Pakistan's new Foreign Minister Shah Mehmood Qureshi listens during a news conference at the Foreign Ministry in Islamabad, Pakistan, Aug. 20, 2018.

The top Pakistani diplomat maintained Friday that U.S. Secretary of State Mike Pompeo did not mention anything about terrorists operating in Pakistan during a telephone call to new Prime Minister Imran Khan.

Foreign Minister Shah Mehmood Qureshi made the statement at a news conference in Islamabad, a day after Pompeo’s first conversation with Khan. Qureshi said a State Department statement issued after the call was “contrary to the truth.”

“The impression that has been given in their press release, in which they are mentioning “terrorists operating in Pakistan,” is contrary to the facts with reality. And I am saying this with full confidence,” he noted.

Qureshi’s assertions have fueled the mystery surrounding Pompeo’s contentious conversation with Khan at a time when relations between the two nations, allied in the U.S. “war on terrorism,” are already low.

The U.S. readout of the call stated that Pompeo "raised the importance of Pakistan taking decisive action against all terrorists operating in Pakistan.”

State Department spokesperson Heather Nauert stood by the readout on Thursday while speaking to reporters hours after her Pakistani counterpart demanded on Twitter an immediate correction to what he dismissed as “the factually incorrect” U.S. statement.

“They had a good call. That may surprise some of you, but they had a good call. Pakistan is an important partner to the United States. We hope to forge a good, productive working relationship with the new civilian government,” said Nauert.

U.S. Secretary of State Mike Pompeo and Pakistani Prime Minister Imran Khan are seen in a combination of file photos.
U.S. Secretary of State Mike Pompeo and Pakistani Prime Minister Imran Khan are seen in a combination of file photos.

Qureshi generally echoed Nauert's reading of the overall discussion, saying Pompeo sought a productive bilateral relationship.
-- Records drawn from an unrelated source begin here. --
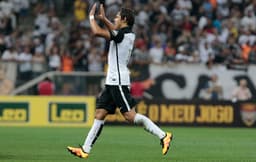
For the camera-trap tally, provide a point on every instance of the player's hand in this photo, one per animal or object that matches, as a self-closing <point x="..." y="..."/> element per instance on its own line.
<point x="101" y="15"/>
<point x="92" y="12"/>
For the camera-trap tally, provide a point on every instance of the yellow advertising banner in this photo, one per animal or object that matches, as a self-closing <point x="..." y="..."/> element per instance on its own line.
<point x="46" y="110"/>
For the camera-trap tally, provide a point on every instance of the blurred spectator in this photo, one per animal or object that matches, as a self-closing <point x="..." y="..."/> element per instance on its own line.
<point x="157" y="51"/>
<point x="67" y="64"/>
<point x="54" y="59"/>
<point x="169" y="52"/>
<point x="94" y="61"/>
<point x="10" y="58"/>
<point x="38" y="63"/>
<point x="46" y="87"/>
<point x="80" y="7"/>
<point x="241" y="92"/>
<point x="6" y="85"/>
<point x="25" y="66"/>
<point x="80" y="56"/>
<point x="212" y="89"/>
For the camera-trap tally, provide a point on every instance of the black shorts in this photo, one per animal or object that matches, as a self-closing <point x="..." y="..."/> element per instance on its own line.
<point x="115" y="96"/>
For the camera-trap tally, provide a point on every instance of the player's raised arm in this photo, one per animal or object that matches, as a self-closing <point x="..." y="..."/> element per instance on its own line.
<point x="105" y="20"/>
<point x="96" y="29"/>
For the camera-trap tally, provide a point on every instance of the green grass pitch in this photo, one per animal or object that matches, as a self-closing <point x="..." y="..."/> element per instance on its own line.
<point x="128" y="144"/>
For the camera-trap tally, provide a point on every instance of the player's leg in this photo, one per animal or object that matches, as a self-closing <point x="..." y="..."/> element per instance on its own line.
<point x="104" y="107"/>
<point x="165" y="137"/>
<point x="95" y="130"/>
<point x="127" y="103"/>
<point x="84" y="150"/>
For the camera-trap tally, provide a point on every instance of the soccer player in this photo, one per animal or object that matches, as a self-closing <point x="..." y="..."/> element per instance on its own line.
<point x="116" y="92"/>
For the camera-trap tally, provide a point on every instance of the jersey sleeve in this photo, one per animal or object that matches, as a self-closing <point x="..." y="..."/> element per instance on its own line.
<point x="116" y="36"/>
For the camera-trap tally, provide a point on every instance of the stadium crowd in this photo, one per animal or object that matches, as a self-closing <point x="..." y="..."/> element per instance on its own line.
<point x="168" y="31"/>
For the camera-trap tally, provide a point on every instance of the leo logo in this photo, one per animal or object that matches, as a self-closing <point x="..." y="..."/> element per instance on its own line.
<point x="67" y="112"/>
<point x="248" y="113"/>
<point x="14" y="112"/>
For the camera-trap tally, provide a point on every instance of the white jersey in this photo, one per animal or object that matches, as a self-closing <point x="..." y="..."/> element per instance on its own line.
<point x="119" y="53"/>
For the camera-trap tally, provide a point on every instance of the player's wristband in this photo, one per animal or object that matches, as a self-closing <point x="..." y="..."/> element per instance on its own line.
<point x="91" y="17"/>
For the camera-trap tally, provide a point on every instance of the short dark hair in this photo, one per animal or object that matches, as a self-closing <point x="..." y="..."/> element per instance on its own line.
<point x="129" y="15"/>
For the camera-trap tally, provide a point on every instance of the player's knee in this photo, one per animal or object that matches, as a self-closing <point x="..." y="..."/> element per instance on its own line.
<point x="129" y="116"/>
<point x="100" y="114"/>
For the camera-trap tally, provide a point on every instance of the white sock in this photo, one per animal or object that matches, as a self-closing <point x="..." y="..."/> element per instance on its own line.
<point x="149" y="125"/>
<point x="93" y="135"/>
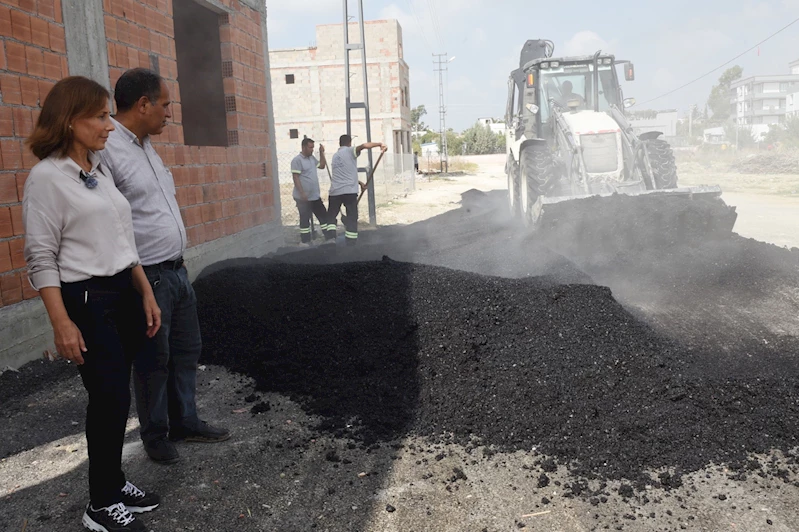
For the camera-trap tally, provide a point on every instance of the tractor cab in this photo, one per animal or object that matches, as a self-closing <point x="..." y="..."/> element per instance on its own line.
<point x="572" y="85"/>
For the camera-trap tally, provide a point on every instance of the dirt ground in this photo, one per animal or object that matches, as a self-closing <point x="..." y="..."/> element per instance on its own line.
<point x="281" y="472"/>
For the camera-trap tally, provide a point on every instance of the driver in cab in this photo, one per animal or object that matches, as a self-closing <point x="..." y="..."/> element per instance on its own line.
<point x="566" y="95"/>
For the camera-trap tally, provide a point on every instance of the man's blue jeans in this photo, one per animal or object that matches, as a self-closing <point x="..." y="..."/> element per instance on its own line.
<point x="165" y="371"/>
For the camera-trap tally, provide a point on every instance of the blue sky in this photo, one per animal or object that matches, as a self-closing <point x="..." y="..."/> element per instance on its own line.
<point x="670" y="42"/>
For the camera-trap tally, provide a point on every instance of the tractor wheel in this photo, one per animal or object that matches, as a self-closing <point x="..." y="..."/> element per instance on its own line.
<point x="536" y="168"/>
<point x="664" y="166"/>
<point x="514" y="193"/>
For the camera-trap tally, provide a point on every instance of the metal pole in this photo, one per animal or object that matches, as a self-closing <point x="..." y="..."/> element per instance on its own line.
<point x="440" y="62"/>
<point x="371" y="189"/>
<point x="347" y="68"/>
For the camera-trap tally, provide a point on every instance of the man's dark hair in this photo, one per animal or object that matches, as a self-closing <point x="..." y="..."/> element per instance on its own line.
<point x="134" y="84"/>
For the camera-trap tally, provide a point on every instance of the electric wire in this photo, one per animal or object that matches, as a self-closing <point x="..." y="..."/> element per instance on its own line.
<point x="419" y="23"/>
<point x="706" y="74"/>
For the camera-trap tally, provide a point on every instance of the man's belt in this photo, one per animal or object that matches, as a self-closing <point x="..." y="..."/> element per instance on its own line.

“The conversation between the secretary of state and the prime minister of Pakistan, you will be surprised to know...was a very good conversation. Not only that he felicitated the prime minister, but expressed his desire to seek a constructive engagement with the new (Pakistani) government.”

U.S. President Donald Trump has suspended all military assistance to Pakistan for not doing enough to prevent terrorist attacks on U.S. forces in Afghanistan. Pakistan rejects the accusation, calling it an attempt to divert attention from U.S. failures in the war-shattered neighboring country.

Pakistan's persistent tensions with the U.S. in recent years have encouraged China to deepen ties with its traditional ally, while Russia is also enhancing and expanding relations with its former rival South Asian country.

Pompeo is due to visit Pakistan early next month and Qureshi said he looks forward to the early engagement and interaction with his U.S. counterpart for regional peace and stability, saying he believed they “will prove beneficial.”

The Pakistani foreign minister said Pakistan's "strained ties" with the U.S. have seen highs and lows and that the new government is determined to work to improve the relationship. Qureshi stopped short of telling Washington his country has found new allies, although he did not name China or Russia.

“Realignments have taken place and we need to understand those realignments. Pakistan is no longer the darling of the West as it used to be,” Qureshi noted.